Are you tired of being in debt? Offended by the immodest fashions of Israeli girls? Worried by the influence that Amalek wields over American VIPs? Samuel Avoqiah has the solution.
"It's time now," he says with confidence, "for a king in Israel."
Avoqiah is serious. The French-born self-described adventurer, back in Israel after nearly a decade of wanderings in New York, Boston and Marseilles, is trying to convince Jews the world over that a king is the answer to terrorism in the Holy Land and assimilation abroad.
To this end Avoqiah has established the Qeren Project, with the following aims:
Creation of a "Seniors Council" in charge of restructuring the judicial system and enforcing justice
Tracking and eliminating all threats to the Jewish People within the kingdom
Construction of the Holy Temple
On Avoqiah's Web site (www.qeren.net), interested parties can weigh in on the question, "Do you want a King in Israel?"

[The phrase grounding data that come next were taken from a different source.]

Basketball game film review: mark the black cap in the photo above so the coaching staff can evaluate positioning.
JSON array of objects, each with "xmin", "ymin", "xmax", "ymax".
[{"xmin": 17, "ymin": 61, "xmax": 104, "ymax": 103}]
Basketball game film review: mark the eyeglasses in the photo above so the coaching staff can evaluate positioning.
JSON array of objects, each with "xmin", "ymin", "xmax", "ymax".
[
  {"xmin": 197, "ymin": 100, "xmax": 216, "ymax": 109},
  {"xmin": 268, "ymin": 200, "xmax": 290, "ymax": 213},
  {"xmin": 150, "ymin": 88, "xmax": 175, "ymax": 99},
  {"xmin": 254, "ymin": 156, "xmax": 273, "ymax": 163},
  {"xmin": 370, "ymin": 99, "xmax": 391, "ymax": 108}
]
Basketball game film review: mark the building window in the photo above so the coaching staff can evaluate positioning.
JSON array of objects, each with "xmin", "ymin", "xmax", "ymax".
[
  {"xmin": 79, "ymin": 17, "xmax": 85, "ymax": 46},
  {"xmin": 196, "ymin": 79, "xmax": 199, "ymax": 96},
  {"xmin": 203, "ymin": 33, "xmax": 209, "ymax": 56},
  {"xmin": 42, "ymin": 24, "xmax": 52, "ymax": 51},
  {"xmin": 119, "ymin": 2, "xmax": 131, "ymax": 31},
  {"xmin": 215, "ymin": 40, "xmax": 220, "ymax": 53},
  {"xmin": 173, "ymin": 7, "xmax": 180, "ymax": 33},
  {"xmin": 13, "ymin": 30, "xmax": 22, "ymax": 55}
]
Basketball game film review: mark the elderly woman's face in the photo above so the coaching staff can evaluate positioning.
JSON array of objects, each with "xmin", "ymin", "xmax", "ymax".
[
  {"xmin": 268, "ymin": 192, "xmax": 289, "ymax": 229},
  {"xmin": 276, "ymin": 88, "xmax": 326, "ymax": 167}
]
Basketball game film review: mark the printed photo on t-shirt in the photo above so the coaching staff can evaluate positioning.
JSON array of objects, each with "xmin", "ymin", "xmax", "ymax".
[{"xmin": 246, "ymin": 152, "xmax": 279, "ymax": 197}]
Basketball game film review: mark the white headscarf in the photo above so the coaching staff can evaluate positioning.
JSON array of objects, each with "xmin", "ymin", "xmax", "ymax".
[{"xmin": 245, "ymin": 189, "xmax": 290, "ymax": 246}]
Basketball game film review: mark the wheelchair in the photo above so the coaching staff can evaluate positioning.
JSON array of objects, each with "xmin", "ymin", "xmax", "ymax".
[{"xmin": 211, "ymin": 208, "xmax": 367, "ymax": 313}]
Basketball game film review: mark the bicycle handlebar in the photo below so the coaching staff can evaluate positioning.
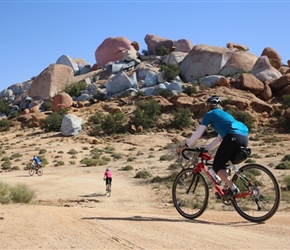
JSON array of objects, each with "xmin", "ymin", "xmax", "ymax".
[{"xmin": 181, "ymin": 147, "xmax": 207, "ymax": 160}]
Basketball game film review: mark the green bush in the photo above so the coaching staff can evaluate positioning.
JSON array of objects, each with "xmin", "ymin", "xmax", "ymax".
[
  {"xmin": 282, "ymin": 175, "xmax": 290, "ymax": 189},
  {"xmin": 134, "ymin": 170, "xmax": 152, "ymax": 179},
  {"xmin": 121, "ymin": 165, "xmax": 134, "ymax": 171},
  {"xmin": 278, "ymin": 117, "xmax": 290, "ymax": 132},
  {"xmin": 9, "ymin": 110, "xmax": 19, "ymax": 119},
  {"xmin": 183, "ymin": 85, "xmax": 197, "ymax": 96},
  {"xmin": 41, "ymin": 108, "xmax": 68, "ymax": 132},
  {"xmin": 227, "ymin": 108, "xmax": 254, "ymax": 131},
  {"xmin": 275, "ymin": 161, "xmax": 290, "ymax": 170},
  {"xmin": 41, "ymin": 101, "xmax": 52, "ymax": 111},
  {"xmin": 101, "ymin": 112, "xmax": 127, "ymax": 134},
  {"xmin": 63, "ymin": 81, "xmax": 87, "ymax": 98},
  {"xmin": 9, "ymin": 183, "xmax": 35, "ymax": 203},
  {"xmin": 132, "ymin": 99, "xmax": 161, "ymax": 129},
  {"xmin": 282, "ymin": 95, "xmax": 290, "ymax": 109},
  {"xmin": 0, "ymin": 119, "xmax": 11, "ymax": 131},
  {"xmin": 160, "ymin": 63, "xmax": 180, "ymax": 82},
  {"xmin": 156, "ymin": 46, "xmax": 170, "ymax": 56},
  {"xmin": 171, "ymin": 107, "xmax": 192, "ymax": 129},
  {"xmin": 155, "ymin": 88, "xmax": 174, "ymax": 98},
  {"xmin": 0, "ymin": 181, "xmax": 11, "ymax": 204},
  {"xmin": 281, "ymin": 154, "xmax": 290, "ymax": 161},
  {"xmin": 0, "ymin": 100, "xmax": 11, "ymax": 115}
]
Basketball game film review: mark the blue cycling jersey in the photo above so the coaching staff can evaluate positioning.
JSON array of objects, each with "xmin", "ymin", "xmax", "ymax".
[{"xmin": 201, "ymin": 108, "xmax": 249, "ymax": 139}]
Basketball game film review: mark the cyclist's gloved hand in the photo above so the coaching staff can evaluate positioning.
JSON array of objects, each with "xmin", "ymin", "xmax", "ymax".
[{"xmin": 177, "ymin": 144, "xmax": 188, "ymax": 155}]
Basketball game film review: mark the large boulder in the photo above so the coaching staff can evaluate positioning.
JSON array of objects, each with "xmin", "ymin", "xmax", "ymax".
[
  {"xmin": 61, "ymin": 114, "xmax": 83, "ymax": 136},
  {"xmin": 95, "ymin": 37, "xmax": 132, "ymax": 67},
  {"xmin": 28, "ymin": 64, "xmax": 74, "ymax": 98},
  {"xmin": 180, "ymin": 44, "xmax": 235, "ymax": 82},
  {"xmin": 51, "ymin": 92, "xmax": 74, "ymax": 112},
  {"xmin": 261, "ymin": 47, "xmax": 282, "ymax": 70},
  {"xmin": 251, "ymin": 56, "xmax": 282, "ymax": 83},
  {"xmin": 144, "ymin": 34, "xmax": 174, "ymax": 55}
]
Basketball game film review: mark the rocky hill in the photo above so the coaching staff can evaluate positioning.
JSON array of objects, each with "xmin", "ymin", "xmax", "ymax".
[{"xmin": 0, "ymin": 34, "xmax": 290, "ymax": 134}]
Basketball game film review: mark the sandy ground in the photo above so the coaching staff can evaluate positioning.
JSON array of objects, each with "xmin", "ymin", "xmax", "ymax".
[{"xmin": 0, "ymin": 129, "xmax": 290, "ymax": 249}]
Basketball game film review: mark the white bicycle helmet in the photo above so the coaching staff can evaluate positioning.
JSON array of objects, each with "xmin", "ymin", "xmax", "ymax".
[{"xmin": 206, "ymin": 95, "xmax": 221, "ymax": 109}]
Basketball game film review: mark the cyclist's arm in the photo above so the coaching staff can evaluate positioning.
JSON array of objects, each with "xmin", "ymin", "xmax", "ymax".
[
  {"xmin": 185, "ymin": 125, "xmax": 206, "ymax": 146},
  {"xmin": 204, "ymin": 134, "xmax": 222, "ymax": 151}
]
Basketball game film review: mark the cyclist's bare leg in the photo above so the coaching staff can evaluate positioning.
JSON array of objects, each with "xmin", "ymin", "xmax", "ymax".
[{"xmin": 217, "ymin": 169, "xmax": 235, "ymax": 188}]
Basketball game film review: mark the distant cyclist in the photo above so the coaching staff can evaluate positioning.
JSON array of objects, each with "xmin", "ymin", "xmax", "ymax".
[
  {"xmin": 103, "ymin": 168, "xmax": 112, "ymax": 191},
  {"xmin": 32, "ymin": 155, "xmax": 42, "ymax": 170}
]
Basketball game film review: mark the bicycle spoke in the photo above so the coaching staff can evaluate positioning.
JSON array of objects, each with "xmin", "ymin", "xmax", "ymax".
[
  {"xmin": 232, "ymin": 164, "xmax": 280, "ymax": 222},
  {"xmin": 172, "ymin": 168, "xmax": 209, "ymax": 219}
]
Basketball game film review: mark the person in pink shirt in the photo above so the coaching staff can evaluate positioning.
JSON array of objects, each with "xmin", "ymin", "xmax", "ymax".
[{"xmin": 103, "ymin": 168, "xmax": 112, "ymax": 191}]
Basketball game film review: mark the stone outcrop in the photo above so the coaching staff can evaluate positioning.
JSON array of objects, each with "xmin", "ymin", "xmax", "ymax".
[
  {"xmin": 51, "ymin": 92, "xmax": 74, "ymax": 112},
  {"xmin": 28, "ymin": 64, "xmax": 74, "ymax": 99},
  {"xmin": 95, "ymin": 37, "xmax": 132, "ymax": 67}
]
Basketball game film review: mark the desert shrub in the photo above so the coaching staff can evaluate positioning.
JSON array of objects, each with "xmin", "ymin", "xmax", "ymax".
[
  {"xmin": 282, "ymin": 175, "xmax": 290, "ymax": 190},
  {"xmin": 275, "ymin": 161, "xmax": 290, "ymax": 170},
  {"xmin": 0, "ymin": 181, "xmax": 11, "ymax": 204},
  {"xmin": 134, "ymin": 170, "xmax": 152, "ymax": 179},
  {"xmin": 281, "ymin": 154, "xmax": 290, "ymax": 161},
  {"xmin": 10, "ymin": 153, "xmax": 22, "ymax": 160},
  {"xmin": 39, "ymin": 149, "xmax": 47, "ymax": 154},
  {"xmin": 41, "ymin": 108, "xmax": 68, "ymax": 132},
  {"xmin": 121, "ymin": 165, "xmax": 134, "ymax": 171},
  {"xmin": 155, "ymin": 88, "xmax": 174, "ymax": 98},
  {"xmin": 183, "ymin": 85, "xmax": 197, "ymax": 96},
  {"xmin": 127, "ymin": 157, "xmax": 136, "ymax": 162},
  {"xmin": 171, "ymin": 107, "xmax": 192, "ymax": 129},
  {"xmin": 227, "ymin": 108, "xmax": 254, "ymax": 131},
  {"xmin": 150, "ymin": 176, "xmax": 163, "ymax": 183},
  {"xmin": 41, "ymin": 101, "xmax": 52, "ymax": 111},
  {"xmin": 132, "ymin": 99, "xmax": 161, "ymax": 129},
  {"xmin": 168, "ymin": 163, "xmax": 180, "ymax": 170},
  {"xmin": 69, "ymin": 161, "xmax": 76, "ymax": 165},
  {"xmin": 1, "ymin": 161, "xmax": 11, "ymax": 170},
  {"xmin": 67, "ymin": 149, "xmax": 78, "ymax": 155},
  {"xmin": 0, "ymin": 100, "xmax": 11, "ymax": 115},
  {"xmin": 159, "ymin": 154, "xmax": 175, "ymax": 161},
  {"xmin": 0, "ymin": 119, "xmax": 11, "ymax": 131},
  {"xmin": 156, "ymin": 45, "xmax": 170, "ymax": 56},
  {"xmin": 281, "ymin": 95, "xmax": 290, "ymax": 109},
  {"xmin": 278, "ymin": 117, "xmax": 290, "ymax": 133},
  {"xmin": 101, "ymin": 112, "xmax": 127, "ymax": 134},
  {"xmin": 111, "ymin": 152, "xmax": 123, "ymax": 160},
  {"xmin": 9, "ymin": 183, "xmax": 35, "ymax": 203},
  {"xmin": 63, "ymin": 81, "xmax": 87, "ymax": 98},
  {"xmin": 80, "ymin": 157, "xmax": 108, "ymax": 167},
  {"xmin": 9, "ymin": 110, "xmax": 19, "ymax": 119},
  {"xmin": 160, "ymin": 63, "xmax": 180, "ymax": 81},
  {"xmin": 54, "ymin": 161, "xmax": 65, "ymax": 167}
]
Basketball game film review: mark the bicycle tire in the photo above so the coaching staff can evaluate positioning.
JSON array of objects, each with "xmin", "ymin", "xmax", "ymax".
[
  {"xmin": 232, "ymin": 163, "xmax": 280, "ymax": 223},
  {"xmin": 29, "ymin": 168, "xmax": 35, "ymax": 176},
  {"xmin": 106, "ymin": 184, "xmax": 111, "ymax": 197},
  {"xmin": 172, "ymin": 168, "xmax": 209, "ymax": 219},
  {"xmin": 37, "ymin": 168, "xmax": 43, "ymax": 176}
]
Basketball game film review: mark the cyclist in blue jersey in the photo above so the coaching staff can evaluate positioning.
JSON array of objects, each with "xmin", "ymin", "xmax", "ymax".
[{"xmin": 178, "ymin": 95, "xmax": 249, "ymax": 198}]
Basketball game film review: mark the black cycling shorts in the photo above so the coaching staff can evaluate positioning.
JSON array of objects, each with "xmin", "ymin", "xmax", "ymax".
[{"xmin": 213, "ymin": 133, "xmax": 248, "ymax": 173}]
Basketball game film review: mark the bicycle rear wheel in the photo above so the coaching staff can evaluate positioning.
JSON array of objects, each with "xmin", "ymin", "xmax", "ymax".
[
  {"xmin": 29, "ymin": 168, "xmax": 35, "ymax": 176},
  {"xmin": 172, "ymin": 168, "xmax": 209, "ymax": 220},
  {"xmin": 232, "ymin": 164, "xmax": 280, "ymax": 223}
]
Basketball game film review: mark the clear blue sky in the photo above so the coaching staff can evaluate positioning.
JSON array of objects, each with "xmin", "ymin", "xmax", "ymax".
[{"xmin": 1, "ymin": 1, "xmax": 289, "ymax": 91}]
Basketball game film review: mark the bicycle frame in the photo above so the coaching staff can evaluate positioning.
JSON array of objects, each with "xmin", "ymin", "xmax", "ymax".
[{"xmin": 192, "ymin": 150, "xmax": 252, "ymax": 200}]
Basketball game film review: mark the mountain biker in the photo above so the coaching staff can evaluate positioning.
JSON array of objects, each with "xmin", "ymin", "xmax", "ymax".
[
  {"xmin": 32, "ymin": 155, "xmax": 42, "ymax": 169},
  {"xmin": 103, "ymin": 168, "xmax": 112, "ymax": 191},
  {"xmin": 178, "ymin": 95, "xmax": 249, "ymax": 198}
]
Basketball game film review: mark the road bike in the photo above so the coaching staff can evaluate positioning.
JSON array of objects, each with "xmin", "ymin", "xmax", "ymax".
[
  {"xmin": 103, "ymin": 178, "xmax": 112, "ymax": 197},
  {"xmin": 172, "ymin": 147, "xmax": 280, "ymax": 223},
  {"xmin": 29, "ymin": 162, "xmax": 43, "ymax": 176}
]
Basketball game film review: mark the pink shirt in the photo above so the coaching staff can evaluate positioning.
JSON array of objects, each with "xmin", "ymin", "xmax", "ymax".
[{"xmin": 104, "ymin": 170, "xmax": 112, "ymax": 178}]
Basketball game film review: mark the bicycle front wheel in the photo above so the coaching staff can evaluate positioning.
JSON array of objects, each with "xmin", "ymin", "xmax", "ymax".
[
  {"xmin": 232, "ymin": 164, "xmax": 280, "ymax": 223},
  {"xmin": 37, "ymin": 168, "xmax": 43, "ymax": 176},
  {"xmin": 172, "ymin": 168, "xmax": 209, "ymax": 220}
]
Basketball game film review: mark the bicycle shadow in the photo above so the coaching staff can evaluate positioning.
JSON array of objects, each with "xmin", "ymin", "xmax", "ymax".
[
  {"xmin": 79, "ymin": 193, "xmax": 107, "ymax": 197},
  {"xmin": 82, "ymin": 215, "xmax": 262, "ymax": 226}
]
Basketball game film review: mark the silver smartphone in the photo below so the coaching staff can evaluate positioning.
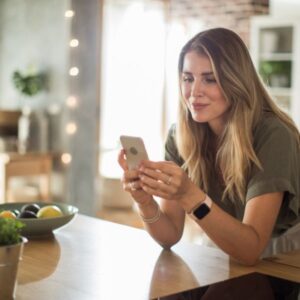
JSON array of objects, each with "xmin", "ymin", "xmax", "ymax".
[{"xmin": 120, "ymin": 135, "xmax": 149, "ymax": 170}]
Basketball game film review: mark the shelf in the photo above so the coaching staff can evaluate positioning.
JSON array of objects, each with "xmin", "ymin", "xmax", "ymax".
[
  {"xmin": 251, "ymin": 16, "xmax": 300, "ymax": 128},
  {"xmin": 259, "ymin": 53, "xmax": 293, "ymax": 61},
  {"xmin": 273, "ymin": 95, "xmax": 291, "ymax": 114},
  {"xmin": 259, "ymin": 60, "xmax": 292, "ymax": 88},
  {"xmin": 267, "ymin": 87, "xmax": 291, "ymax": 96}
]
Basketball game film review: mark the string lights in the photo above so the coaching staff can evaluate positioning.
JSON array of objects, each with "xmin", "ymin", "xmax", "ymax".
[{"xmin": 62, "ymin": 7, "xmax": 79, "ymax": 165}]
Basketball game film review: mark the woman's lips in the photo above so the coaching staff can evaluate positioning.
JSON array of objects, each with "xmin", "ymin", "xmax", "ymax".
[{"xmin": 192, "ymin": 103, "xmax": 209, "ymax": 110}]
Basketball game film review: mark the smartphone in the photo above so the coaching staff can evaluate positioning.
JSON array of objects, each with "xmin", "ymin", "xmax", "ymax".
[{"xmin": 120, "ymin": 135, "xmax": 149, "ymax": 170}]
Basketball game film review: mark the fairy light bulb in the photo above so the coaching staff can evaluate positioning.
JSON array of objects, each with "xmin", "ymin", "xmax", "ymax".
[
  {"xmin": 65, "ymin": 10, "xmax": 74, "ymax": 18},
  {"xmin": 66, "ymin": 96, "xmax": 78, "ymax": 108},
  {"xmin": 61, "ymin": 153, "xmax": 72, "ymax": 164},
  {"xmin": 66, "ymin": 122, "xmax": 77, "ymax": 135},
  {"xmin": 70, "ymin": 39, "xmax": 79, "ymax": 47},
  {"xmin": 69, "ymin": 67, "xmax": 79, "ymax": 76}
]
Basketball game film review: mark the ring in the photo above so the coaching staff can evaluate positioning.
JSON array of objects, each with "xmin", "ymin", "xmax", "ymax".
[
  {"xmin": 129, "ymin": 182, "xmax": 136, "ymax": 191},
  {"xmin": 166, "ymin": 176, "xmax": 172, "ymax": 185}
]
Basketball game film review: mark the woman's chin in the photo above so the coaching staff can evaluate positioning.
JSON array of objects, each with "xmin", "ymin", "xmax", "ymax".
[{"xmin": 191, "ymin": 114, "xmax": 209, "ymax": 123}]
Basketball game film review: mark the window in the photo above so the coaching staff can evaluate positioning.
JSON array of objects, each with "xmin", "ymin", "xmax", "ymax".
[
  {"xmin": 100, "ymin": 0, "xmax": 204, "ymax": 178},
  {"xmin": 100, "ymin": 0, "xmax": 166, "ymax": 177}
]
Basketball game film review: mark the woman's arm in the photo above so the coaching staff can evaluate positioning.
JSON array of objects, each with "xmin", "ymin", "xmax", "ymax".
[
  {"xmin": 137, "ymin": 198, "xmax": 185, "ymax": 248},
  {"xmin": 190, "ymin": 191, "xmax": 283, "ymax": 265},
  {"xmin": 139, "ymin": 160, "xmax": 283, "ymax": 265},
  {"xmin": 118, "ymin": 150, "xmax": 185, "ymax": 247}
]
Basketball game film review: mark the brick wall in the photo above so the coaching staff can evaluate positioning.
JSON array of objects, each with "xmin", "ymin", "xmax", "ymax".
[{"xmin": 168, "ymin": 0, "xmax": 270, "ymax": 47}]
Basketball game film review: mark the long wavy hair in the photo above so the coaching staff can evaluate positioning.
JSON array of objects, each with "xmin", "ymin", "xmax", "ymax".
[{"xmin": 176, "ymin": 27, "xmax": 300, "ymax": 202}]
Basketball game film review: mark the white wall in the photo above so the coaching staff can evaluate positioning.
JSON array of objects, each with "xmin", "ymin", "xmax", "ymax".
[
  {"xmin": 0, "ymin": 0, "xmax": 70, "ymax": 109},
  {"xmin": 270, "ymin": 0, "xmax": 300, "ymax": 17}
]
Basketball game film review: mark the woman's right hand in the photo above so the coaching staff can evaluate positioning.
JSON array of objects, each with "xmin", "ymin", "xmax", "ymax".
[{"xmin": 118, "ymin": 149, "xmax": 153, "ymax": 205}]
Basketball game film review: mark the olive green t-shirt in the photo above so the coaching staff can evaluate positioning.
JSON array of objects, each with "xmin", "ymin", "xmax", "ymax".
[{"xmin": 165, "ymin": 116, "xmax": 300, "ymax": 237}]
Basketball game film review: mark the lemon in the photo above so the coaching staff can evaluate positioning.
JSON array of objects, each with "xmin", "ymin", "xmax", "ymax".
[{"xmin": 37, "ymin": 205, "xmax": 63, "ymax": 218}]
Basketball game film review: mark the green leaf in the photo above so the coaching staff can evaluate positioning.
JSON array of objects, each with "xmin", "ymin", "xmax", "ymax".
[
  {"xmin": 0, "ymin": 218, "xmax": 25, "ymax": 246},
  {"xmin": 12, "ymin": 70, "xmax": 47, "ymax": 97}
]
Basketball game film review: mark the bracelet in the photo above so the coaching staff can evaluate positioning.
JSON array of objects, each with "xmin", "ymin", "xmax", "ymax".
[{"xmin": 140, "ymin": 202, "xmax": 161, "ymax": 224}]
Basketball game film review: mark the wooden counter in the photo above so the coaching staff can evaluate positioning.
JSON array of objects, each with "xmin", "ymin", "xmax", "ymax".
[{"xmin": 17, "ymin": 214, "xmax": 300, "ymax": 299}]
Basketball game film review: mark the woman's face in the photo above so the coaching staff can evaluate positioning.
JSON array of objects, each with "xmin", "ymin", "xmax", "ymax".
[{"xmin": 181, "ymin": 51, "xmax": 230, "ymax": 136}]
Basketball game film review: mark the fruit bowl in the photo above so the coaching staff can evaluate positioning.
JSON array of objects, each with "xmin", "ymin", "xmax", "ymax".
[{"xmin": 0, "ymin": 202, "xmax": 78, "ymax": 237}]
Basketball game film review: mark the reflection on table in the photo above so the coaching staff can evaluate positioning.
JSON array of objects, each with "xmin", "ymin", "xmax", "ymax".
[{"xmin": 18, "ymin": 234, "xmax": 60, "ymax": 284}]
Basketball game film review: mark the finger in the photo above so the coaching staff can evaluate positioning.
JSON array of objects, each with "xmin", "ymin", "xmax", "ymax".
[
  {"xmin": 130, "ymin": 180, "xmax": 143, "ymax": 191},
  {"xmin": 124, "ymin": 179, "xmax": 143, "ymax": 191},
  {"xmin": 139, "ymin": 173, "xmax": 175, "ymax": 194},
  {"xmin": 140, "ymin": 167, "xmax": 173, "ymax": 185},
  {"xmin": 140, "ymin": 182, "xmax": 171, "ymax": 199},
  {"xmin": 140, "ymin": 160, "xmax": 176, "ymax": 175},
  {"xmin": 118, "ymin": 149, "xmax": 129, "ymax": 171},
  {"xmin": 123, "ymin": 182, "xmax": 131, "ymax": 192},
  {"xmin": 121, "ymin": 169, "xmax": 140, "ymax": 183},
  {"xmin": 124, "ymin": 181, "xmax": 134, "ymax": 192}
]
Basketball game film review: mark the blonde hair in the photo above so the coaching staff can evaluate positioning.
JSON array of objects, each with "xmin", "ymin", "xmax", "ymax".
[{"xmin": 176, "ymin": 27, "xmax": 300, "ymax": 202}]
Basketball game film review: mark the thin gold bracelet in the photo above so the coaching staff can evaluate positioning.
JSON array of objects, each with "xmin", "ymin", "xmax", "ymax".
[{"xmin": 140, "ymin": 202, "xmax": 161, "ymax": 224}]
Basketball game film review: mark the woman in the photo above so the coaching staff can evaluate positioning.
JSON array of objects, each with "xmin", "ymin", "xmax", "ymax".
[{"xmin": 118, "ymin": 27, "xmax": 300, "ymax": 265}]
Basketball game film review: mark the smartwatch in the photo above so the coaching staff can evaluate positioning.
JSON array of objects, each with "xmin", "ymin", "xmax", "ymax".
[{"xmin": 188, "ymin": 195, "xmax": 212, "ymax": 221}]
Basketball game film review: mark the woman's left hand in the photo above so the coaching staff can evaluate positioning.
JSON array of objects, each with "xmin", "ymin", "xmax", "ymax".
[{"xmin": 138, "ymin": 160, "xmax": 193, "ymax": 201}]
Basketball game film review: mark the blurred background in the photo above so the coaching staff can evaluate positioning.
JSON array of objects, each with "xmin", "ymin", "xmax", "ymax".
[{"xmin": 0, "ymin": 0, "xmax": 299, "ymax": 231}]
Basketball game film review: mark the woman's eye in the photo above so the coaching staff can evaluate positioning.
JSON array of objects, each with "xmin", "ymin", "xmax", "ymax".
[
  {"xmin": 182, "ymin": 76, "xmax": 193, "ymax": 83},
  {"xmin": 203, "ymin": 77, "xmax": 216, "ymax": 83}
]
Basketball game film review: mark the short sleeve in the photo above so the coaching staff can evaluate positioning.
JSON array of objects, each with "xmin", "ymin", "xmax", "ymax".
[
  {"xmin": 246, "ymin": 117, "xmax": 300, "ymax": 231},
  {"xmin": 164, "ymin": 124, "xmax": 184, "ymax": 167}
]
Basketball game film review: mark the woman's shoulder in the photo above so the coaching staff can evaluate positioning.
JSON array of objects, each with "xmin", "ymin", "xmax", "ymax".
[
  {"xmin": 165, "ymin": 123, "xmax": 177, "ymax": 143},
  {"xmin": 165, "ymin": 123, "xmax": 177, "ymax": 147},
  {"xmin": 168, "ymin": 123, "xmax": 177, "ymax": 135},
  {"xmin": 254, "ymin": 114, "xmax": 298, "ymax": 147},
  {"xmin": 255, "ymin": 114, "xmax": 290, "ymax": 133},
  {"xmin": 165, "ymin": 123, "xmax": 184, "ymax": 165}
]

So far, only 83 people have responded.
"People get afraid when they hear the word 'kingdom,'" Avoqiah admits. "But it isn't like I want to go back 2,000 years, to riding on donkeys. I think we should have all our space launchers and everything. I just think this is the right time. I'd bet my life on it."
So would others in the royalist camp. Last year, for example, a group of Kahanists set up a self-declared Sanhedrin in Israel. They are eager to anoint a king.
"We would have liked it to have happened yesterday," one member of the group put it, "but we are willing to wait until tomorrow."
"It's great that there are others like them," says Avoqiah without a hint of jealousy. "We just have to see whether they're serious or just clowns."
Monarchy advocates envision a just, wise and strong king but, as Jewish history shows, there are more Ahabs and Menashes than Davids and Solomons.
It's a danger that the prophet Samuel warned of when the Israelites first asked for a monarch.
When Samuel foretold that the Jews would ultimately "cry out... because of your king which ye shall have chosen," he made it clear that a monarch's complete sovereignty would invite capriciousness.
Avoqiah is aware of the pitfalls. He'd like to institute a system of checks and balances not unlike the one between America's president and Congress a "very wise system," he says but the details are still in the works. However what is already certain, Avoqiah adds, is that he has no pretensions of being as important a personage as the original Samuel.
"I'm just a guy," he says humbly, "with a motorcycle that leaks oil."